EMPAT BELAS

7.5K 861 42
                                    

EMPAT BELAS

"MAMI?" Nadine terkejut saat melihat mertuanya di depan pintu rumahnya. Mertuanya bisa dibilang sangat jarang mampir ke rumah. Hubungan mereka memang tidak begitu dekat walau tidak bisa dibilang tidak harmonis. Selama ini, lebih sering Nadine yang berkunjung ke rumah mereka ketimbang sebaliknya.

"Mami sendiri?" tanya Nadine mempersilakan Anna, mertuanya, masuk ke dalam rumah.

Anna mengangguk. Wanita berusia di awal enam puluhan dengan penampilan rapi dan feminim langsung melangkah menuju sofa. Wajahnya yang cantik terlihat muram. "Neil lagi di pabrik ya, Nad?" tanyanya sambil duduk di atas sofa.

Seraya mengangguk, Nadine mengikuti langkah mertuanya. "Mami mau minum apa? Biar Nadine bikinin dulu."

"Nggak usah, Nad, Mami nggak lama, kok." Anna menyandarkan punggungnya pada sofa. Di balik riasan wajahnya yang nyaris sempurna, matanya terlihat letih dan cemas. Ia melipat kedua lengannya di depan dada. Seraya mendesah pelan, ia berucap lagi, "Kamu sibuk, Nad?
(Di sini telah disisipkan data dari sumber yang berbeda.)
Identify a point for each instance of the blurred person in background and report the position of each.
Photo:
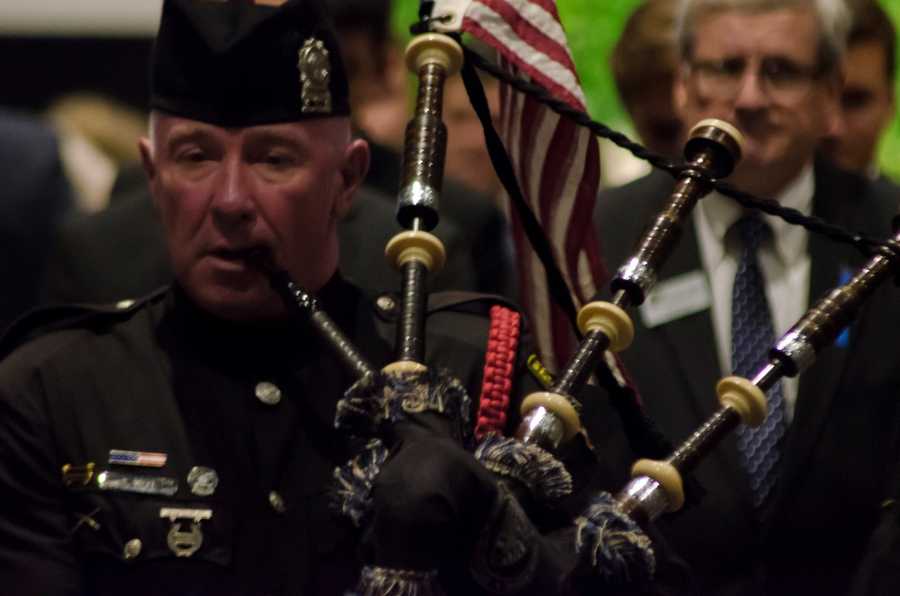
(644, 63)
(118, 254)
(34, 196)
(788, 509)
(867, 101)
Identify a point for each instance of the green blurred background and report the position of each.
(593, 26)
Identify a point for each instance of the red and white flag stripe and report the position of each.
(556, 161)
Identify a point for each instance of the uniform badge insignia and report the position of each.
(314, 64)
(77, 476)
(184, 543)
(145, 459)
(203, 481)
(132, 483)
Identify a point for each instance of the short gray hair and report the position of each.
(833, 17)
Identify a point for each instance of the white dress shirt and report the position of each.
(784, 263)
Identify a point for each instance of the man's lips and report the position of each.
(249, 257)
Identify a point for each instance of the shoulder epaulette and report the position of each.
(43, 320)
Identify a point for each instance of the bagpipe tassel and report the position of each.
(384, 581)
(544, 476)
(612, 545)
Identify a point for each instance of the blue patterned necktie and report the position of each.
(752, 336)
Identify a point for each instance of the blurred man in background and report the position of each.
(788, 509)
(867, 101)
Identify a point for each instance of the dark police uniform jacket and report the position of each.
(165, 377)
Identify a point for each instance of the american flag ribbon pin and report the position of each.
(143, 459)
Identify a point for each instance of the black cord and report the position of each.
(863, 243)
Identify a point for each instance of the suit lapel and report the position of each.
(692, 343)
(836, 201)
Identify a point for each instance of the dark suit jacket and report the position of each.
(34, 194)
(120, 253)
(841, 443)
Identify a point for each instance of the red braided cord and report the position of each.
(499, 365)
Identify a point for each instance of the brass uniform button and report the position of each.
(268, 393)
(277, 502)
(132, 548)
(386, 304)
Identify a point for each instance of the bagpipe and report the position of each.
(424, 499)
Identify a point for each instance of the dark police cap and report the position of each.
(247, 62)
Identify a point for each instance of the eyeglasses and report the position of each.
(783, 80)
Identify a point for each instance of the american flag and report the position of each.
(556, 161)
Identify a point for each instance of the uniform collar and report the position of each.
(228, 340)
(717, 213)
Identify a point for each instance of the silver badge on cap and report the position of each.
(203, 481)
(184, 543)
(267, 393)
(314, 64)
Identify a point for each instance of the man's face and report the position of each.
(759, 71)
(467, 158)
(655, 120)
(225, 194)
(867, 103)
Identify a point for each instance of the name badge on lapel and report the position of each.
(675, 298)
(184, 542)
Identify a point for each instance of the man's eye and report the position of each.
(278, 160)
(192, 156)
(855, 99)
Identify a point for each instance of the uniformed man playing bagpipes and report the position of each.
(185, 443)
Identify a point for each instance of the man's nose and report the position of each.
(233, 204)
(751, 93)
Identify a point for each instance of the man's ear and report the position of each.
(147, 160)
(833, 87)
(353, 170)
(679, 89)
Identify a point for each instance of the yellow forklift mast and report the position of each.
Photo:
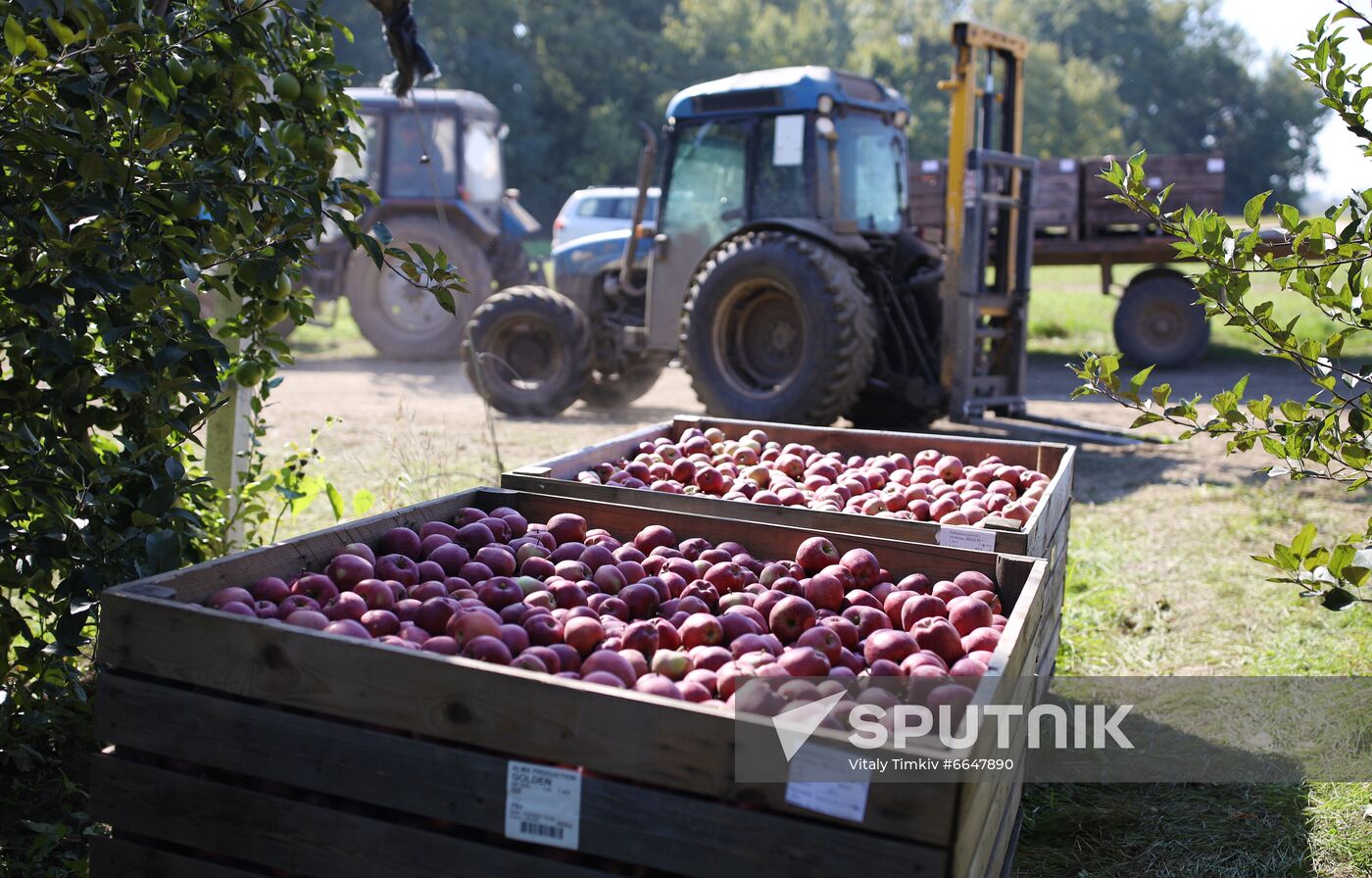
(988, 232)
Kata Zoe, kafe kalian sudah siap buka ya?"

Nadine mengangguk. "Iya, Mi, doakan supaya semuanya lancar, ya."

"Mami nggak khawatir pada kafe. Mami yakin semuanya pasti berjalan lancar." Anna berhenti, terlihat ragu. Ada garis dalam di tengah-tengah dahinya, seolah ia menyimpan suatu kekhawatiran yang sangat besar.

"Ada apa, Mi?" tanya Nadine, tiba-tiba merasa waswas.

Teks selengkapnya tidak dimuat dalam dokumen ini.